Analysts at TD and consensus expect the RBA to keep the cash rate on hold at 1.5% at tomorrow’s meeting.

Key Quotes

“We expect the Bank to reaffirm a neutral monetary policy bias again and for the Bank to shy away from introducing any changes to the statement for what is the last meeting of the year.”

“Australian data outcomes have been mixed the past month - Full time jobs in Oct continued to drive gains in employment, NAB Business Conditions in Oct rose to a record high and the 4th estimate of 2017/18 capex increased, but soft retail sales and muted wages growth suggest no sense of urgency for the RBA to hike rates in the near term.”

“The RBA has clearly indicated that it has very little appetite to cut the cash rate for doing so would add to financial stability risks. Two months ago we highlighted attractive carry and roll from receiving front end of Aussie swaps compared to what was on offer vs USD, CAD and NZD. This is no longer the case. Carry and roll is higher in front dated USD, CAD and NZD swaps.”

“Nonetheless the view that the RBA is likely to remain on hold for sometime given weak wage growth, weak retail sales and slowing property prices imply that funds could continue to receive front end Aussie swaps given the low probability attributed to the RBA hiking in H1 2018.”

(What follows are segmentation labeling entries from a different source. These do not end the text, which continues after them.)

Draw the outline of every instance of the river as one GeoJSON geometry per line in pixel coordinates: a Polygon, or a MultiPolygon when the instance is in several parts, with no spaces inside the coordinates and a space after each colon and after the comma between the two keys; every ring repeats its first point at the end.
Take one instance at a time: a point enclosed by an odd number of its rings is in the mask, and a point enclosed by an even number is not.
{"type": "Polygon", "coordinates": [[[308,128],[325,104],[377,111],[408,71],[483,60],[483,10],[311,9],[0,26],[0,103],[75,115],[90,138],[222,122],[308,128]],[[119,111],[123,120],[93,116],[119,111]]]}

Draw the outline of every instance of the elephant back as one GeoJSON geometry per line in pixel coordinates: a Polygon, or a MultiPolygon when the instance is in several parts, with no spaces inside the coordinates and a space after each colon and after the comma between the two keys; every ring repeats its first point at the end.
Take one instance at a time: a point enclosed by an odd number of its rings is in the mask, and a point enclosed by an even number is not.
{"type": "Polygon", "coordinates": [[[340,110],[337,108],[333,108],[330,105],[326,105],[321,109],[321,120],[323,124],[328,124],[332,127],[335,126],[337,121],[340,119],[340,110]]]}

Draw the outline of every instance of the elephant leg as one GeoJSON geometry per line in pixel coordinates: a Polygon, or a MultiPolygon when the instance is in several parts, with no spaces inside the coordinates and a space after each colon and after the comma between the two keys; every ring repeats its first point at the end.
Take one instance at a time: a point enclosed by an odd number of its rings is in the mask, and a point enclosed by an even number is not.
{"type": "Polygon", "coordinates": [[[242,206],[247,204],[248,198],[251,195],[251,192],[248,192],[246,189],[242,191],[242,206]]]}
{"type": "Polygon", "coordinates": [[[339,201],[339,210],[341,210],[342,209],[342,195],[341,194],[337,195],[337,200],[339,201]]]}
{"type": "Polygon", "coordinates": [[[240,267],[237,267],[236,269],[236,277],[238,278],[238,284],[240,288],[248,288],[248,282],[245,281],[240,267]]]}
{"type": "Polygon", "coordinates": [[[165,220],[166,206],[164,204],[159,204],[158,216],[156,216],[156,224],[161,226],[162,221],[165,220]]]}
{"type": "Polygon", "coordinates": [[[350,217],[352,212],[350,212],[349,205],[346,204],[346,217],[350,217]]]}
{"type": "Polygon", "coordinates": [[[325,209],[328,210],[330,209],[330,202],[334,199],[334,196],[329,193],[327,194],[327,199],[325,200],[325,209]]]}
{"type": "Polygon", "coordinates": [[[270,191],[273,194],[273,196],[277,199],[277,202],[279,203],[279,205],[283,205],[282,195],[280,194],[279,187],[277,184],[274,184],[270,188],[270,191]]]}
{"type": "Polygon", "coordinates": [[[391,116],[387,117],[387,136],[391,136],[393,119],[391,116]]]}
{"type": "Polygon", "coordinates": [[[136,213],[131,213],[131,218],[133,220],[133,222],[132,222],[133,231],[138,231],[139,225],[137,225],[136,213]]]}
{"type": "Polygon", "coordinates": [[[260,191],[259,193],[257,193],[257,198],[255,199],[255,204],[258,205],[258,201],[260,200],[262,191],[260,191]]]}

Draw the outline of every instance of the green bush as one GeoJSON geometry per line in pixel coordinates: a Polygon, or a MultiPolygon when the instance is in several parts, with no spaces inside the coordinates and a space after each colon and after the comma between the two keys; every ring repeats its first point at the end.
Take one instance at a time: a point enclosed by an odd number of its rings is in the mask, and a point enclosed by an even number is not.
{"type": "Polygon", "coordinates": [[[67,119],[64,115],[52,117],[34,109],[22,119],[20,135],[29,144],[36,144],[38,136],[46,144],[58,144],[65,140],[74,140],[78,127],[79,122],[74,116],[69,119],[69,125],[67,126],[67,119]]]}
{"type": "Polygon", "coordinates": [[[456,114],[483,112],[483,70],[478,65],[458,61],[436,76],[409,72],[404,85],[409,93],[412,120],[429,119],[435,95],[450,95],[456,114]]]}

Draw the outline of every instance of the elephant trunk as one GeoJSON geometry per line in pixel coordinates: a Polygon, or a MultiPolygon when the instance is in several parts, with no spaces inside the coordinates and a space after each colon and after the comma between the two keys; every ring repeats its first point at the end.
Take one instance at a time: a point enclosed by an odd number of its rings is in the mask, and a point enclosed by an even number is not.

“Another driver supporting receiving front end Aussie swaps is as a spread to front end US. There is a risk that repatriation of offshore US corporate profits forms part of a US tax deal. In this instance, USD libor could move sharply higher and compress front end AU-US spreads.”

“The sharp narrowing in AU-US front end spreads has been a key driver in narrowing in the AU-US 10yr bond spread. The market expects the Fed to hike the cash rate on 14th Dec by 25bps, implying the cash rate differential moves to flat. The forwards markets are pricing in a negative cash rate differential in one year’s time, with AU-US 1y x 3m and the AU-US 1y x 1m OIS spread roughly –10bps. We suspect these spreads could remain in negative territory for some time. This implies the AU-US 10yr spread is unlikely to widen substantially in the near term. Ditto front end basis.”